Activist’s death puts focus on Authority’s brutality
RAMALLAH, West Bank — Hundreds of Palestinians massed in central Ramallah’s Clock Tower Square one night in late June to protest the Palestinian Authority’s brutality after an anticorruption activist died in its custody. The activist, Nizar Banat, was seized in a wave of arrests, and, his family said, Palestinian security officers had beaten him to death.
The protest was peaceful until a group of progovernment cadres from the ruling Fatah party descended on it.
Reporters for The New York Times saw them charge at protesters, including young women and boys; throw stones at them; beat them with clubs, flagpoles and fists; and snatch cell phones from people suspected of documenting the events.

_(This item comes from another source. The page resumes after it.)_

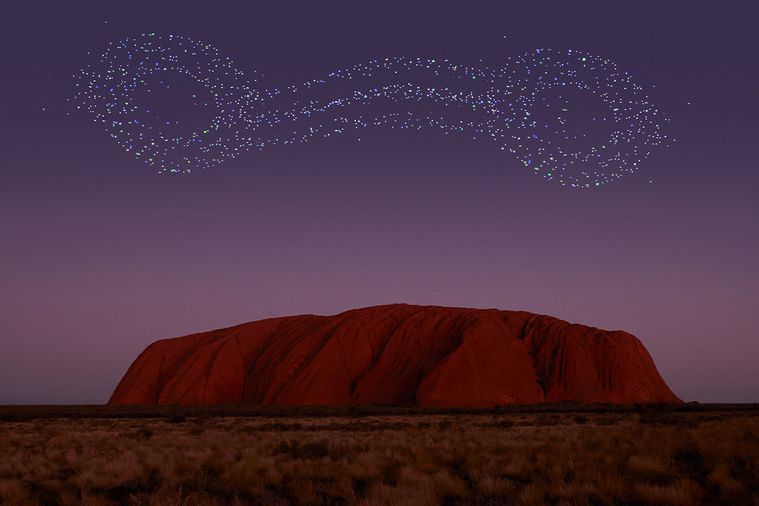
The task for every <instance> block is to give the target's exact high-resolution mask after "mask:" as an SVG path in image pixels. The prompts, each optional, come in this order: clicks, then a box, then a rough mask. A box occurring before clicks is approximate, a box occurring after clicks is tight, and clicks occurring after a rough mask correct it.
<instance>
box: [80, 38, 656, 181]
mask: <svg viewBox="0 0 759 506" xmlns="http://www.w3.org/2000/svg"><path fill="white" fill-rule="evenodd" d="M167 73H168V74H171V73H175V74H176V73H178V74H182V75H184V76H186V77H188V78H190V79H191V80H192V81H193V82H194V83H196V86H197V88H198V93H200V94H203V95H205V96H208V97H210V98H209V99H208V100H206V101H202V100H198V103H196V104H195V105H199V103H200V102H202V105H203V106H206V107H207V108H208V109H210V110H211V111H212V112H211V114H210V117H209V120H208V122H207V123H205V124H203V125H201V126H200V127H198V128H196V129H195V130H194V131H192V132H189V133H188V132H179V131H178V129H177V128H176V127H177V126H178V124H179V122H177V121H167V120H166V118H161V117H159V116H158V115H156V114H155V113H154V112H153V111H151V109H150V108H149V107H146V106H145V105H144V104H143V103H141V101H140V100H139V97H138V92H145V91H148V92H149V91H150V88H151V87H152V86H156V84H155V79H156V77H161V76H164V77H166V76H165V74H167ZM75 79H76V96H75V99H76V106H77V108H80V109H83V110H85V111H87V112H88V113H90V114H91V115H92V117H93V119H94V121H95V122H97V123H99V124H101V125H103V126H104V127H105V129H106V130H107V131H108V133H110V135H111V136H112V137H113V138H114V139H115V140H116V141H117V142H118V143H119V144H120V145H121V146H122V147H123V148H124V149H125V150H127V151H128V152H130V153H133V155H134V156H135V157H136V158H137V159H139V160H142V161H144V162H146V163H148V164H149V165H151V166H154V167H155V168H157V169H158V171H159V172H170V173H187V172H191V171H193V170H196V169H205V168H208V167H212V166H215V165H218V164H220V163H222V162H223V161H225V160H227V159H230V158H234V157H236V156H238V155H239V154H241V153H242V152H244V151H247V150H250V149H263V148H265V147H267V146H273V145H285V144H294V143H300V142H307V141H310V140H311V139H314V138H329V137H331V136H334V135H339V134H343V133H345V132H348V131H356V130H357V129H361V128H367V127H375V126H387V127H390V128H398V129H422V128H430V127H431V128H435V129H438V130H440V131H441V132H443V133H445V134H450V133H463V134H466V135H470V136H471V137H473V138H475V139H486V140H489V141H491V142H493V143H495V144H496V146H497V147H498V148H500V149H501V150H504V151H508V152H510V153H512V154H513V155H514V156H516V157H517V158H518V159H519V160H521V162H522V163H523V164H524V165H525V166H527V167H528V168H529V169H530V170H532V171H533V172H535V173H536V174H539V175H541V176H543V177H545V178H547V179H550V180H555V181H558V182H559V183H560V184H562V185H567V186H571V187H584V188H587V187H594V186H600V185H602V184H604V183H607V182H609V181H612V180H615V179H617V178H619V177H621V176H623V175H624V174H629V173H632V172H634V171H635V170H636V169H637V168H638V167H639V166H640V163H641V162H642V161H643V160H644V159H645V158H646V157H647V156H648V155H649V154H650V153H651V150H652V149H653V148H655V147H657V146H660V145H662V144H665V143H666V141H667V137H666V135H665V134H664V132H663V125H664V124H665V123H666V122H667V119H666V118H665V117H664V115H663V114H662V113H661V112H660V111H659V110H657V108H656V106H655V105H654V104H652V103H651V102H650V101H649V99H648V97H647V96H646V95H645V93H644V90H643V89H642V87H641V86H640V85H638V84H636V83H635V82H633V81H632V79H631V78H630V76H629V75H628V74H627V73H624V72H620V71H619V70H618V69H617V67H616V65H615V64H614V63H613V62H611V61H609V60H606V59H603V58H601V57H598V56H593V55H590V54H586V53H582V52H578V51H573V50H566V51H554V50H550V49H537V50H535V51H532V52H529V53H527V54H525V55H522V56H519V57H516V58H512V59H509V60H507V61H506V63H505V65H503V66H502V67H500V68H497V69H490V68H487V67H485V66H477V67H472V66H466V65H457V64H454V63H451V62H449V61H448V60H435V59H422V58H406V57H394V58H385V59H381V60H372V61H369V62H367V63H363V64H359V65H354V66H352V67H349V68H346V69H341V70H338V71H336V72H332V73H331V74H329V75H327V76H326V77H325V78H323V79H317V80H313V81H308V82H305V83H303V84H301V85H297V86H290V87H287V88H284V89H281V90H280V89H271V90H260V89H257V88H256V86H255V83H256V81H255V80H254V79H251V78H250V77H249V76H248V75H246V74H245V73H243V72H241V71H240V70H239V69H238V68H236V66H235V64H234V63H233V61H232V60H230V59H229V58H226V57H224V56H222V55H220V54H219V52H218V50H216V49H215V48H214V47H212V46H210V45H207V44H203V43H200V42H197V41H194V40H191V39H188V38H186V37H181V36H177V35H157V34H154V33H147V34H142V35H139V36H137V37H130V38H127V39H124V40H122V41H120V42H113V43H111V44H110V45H109V46H108V48H107V50H106V51H105V52H104V53H103V54H102V55H101V56H100V58H99V60H98V62H96V63H94V64H91V65H89V66H87V67H86V68H84V69H82V71H81V72H79V73H78V74H77V75H76V76H75ZM160 86H161V87H165V88H171V85H170V84H166V83H165V82H164V81H160ZM567 90H574V91H577V90H580V92H581V93H584V94H588V96H590V97H592V98H593V99H594V100H596V101H597V103H599V104H602V106H603V107H604V108H605V110H606V113H605V114H603V115H602V117H601V118H600V119H599V121H598V123H599V128H598V130H599V131H601V132H602V133H601V134H598V132H593V131H583V132H582V133H581V134H580V137H582V138H587V137H588V136H589V135H593V136H596V137H600V141H599V142H597V143H596V144H594V145H591V146H590V147H587V146H585V147H583V148H582V149H579V148H577V143H576V142H575V141H576V140H577V139H578V136H577V135H572V134H571V133H570V132H569V131H568V130H567V128H568V127H567V118H566V116H567V114H566V113H567V107H568V104H569V100H568V99H567V97H566V96H565V95H566V91H567ZM562 93H563V95H562ZM557 94H558V98H557ZM193 97H197V95H195V94H193ZM557 102H558V105H557ZM539 110H544V111H545V110H551V111H555V113H554V112H552V114H554V117H553V118H552V120H551V121H546V120H543V119H540V114H537V115H536V114H535V112H536V111H539ZM594 121H596V118H594ZM601 125H603V127H601Z"/></svg>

The unrest over Banat, whose death at the hands of Palestinian officials has been compared to the killing of Saudi dissident Jamal Khashoggi, has drawn fresh attention to what critics describe as the increasingly autocratic rule of Mahmoud Abbas, the authority’s octogenarian president, and its ever more blatant clampdown on any semblance of democratic process, freedom of expression, judicial independence and nongovernmental organizations.
“They are not hiding it anymore,” said Wissam Husseini, 29, a Palestinian yoga and meditation teacher who said he had been beaten and peppersprayed. “This is a second occupation actually, not really a government.”
Husseini, like many, was convinced that the assailants had been plainclothes Palestinian security officials. He described the Palestinian Authority as a corrupt “dictatorial group.”
The protests, which have spread to West Bank cities including Bethlehem and Hebron, come at a perilous time for Abbas.
His already dwindling popularity has plummeted since April when he canceled what would have been the first parliamentary and presidential elections in the occupied territories in more than 15 years.
During one recent protest, demonstrators marched toward Abbas’ headquarters in Ramallah chanting, “The people want the fall of the regime,” the refrain that helped topple dictators in the Arab Spring.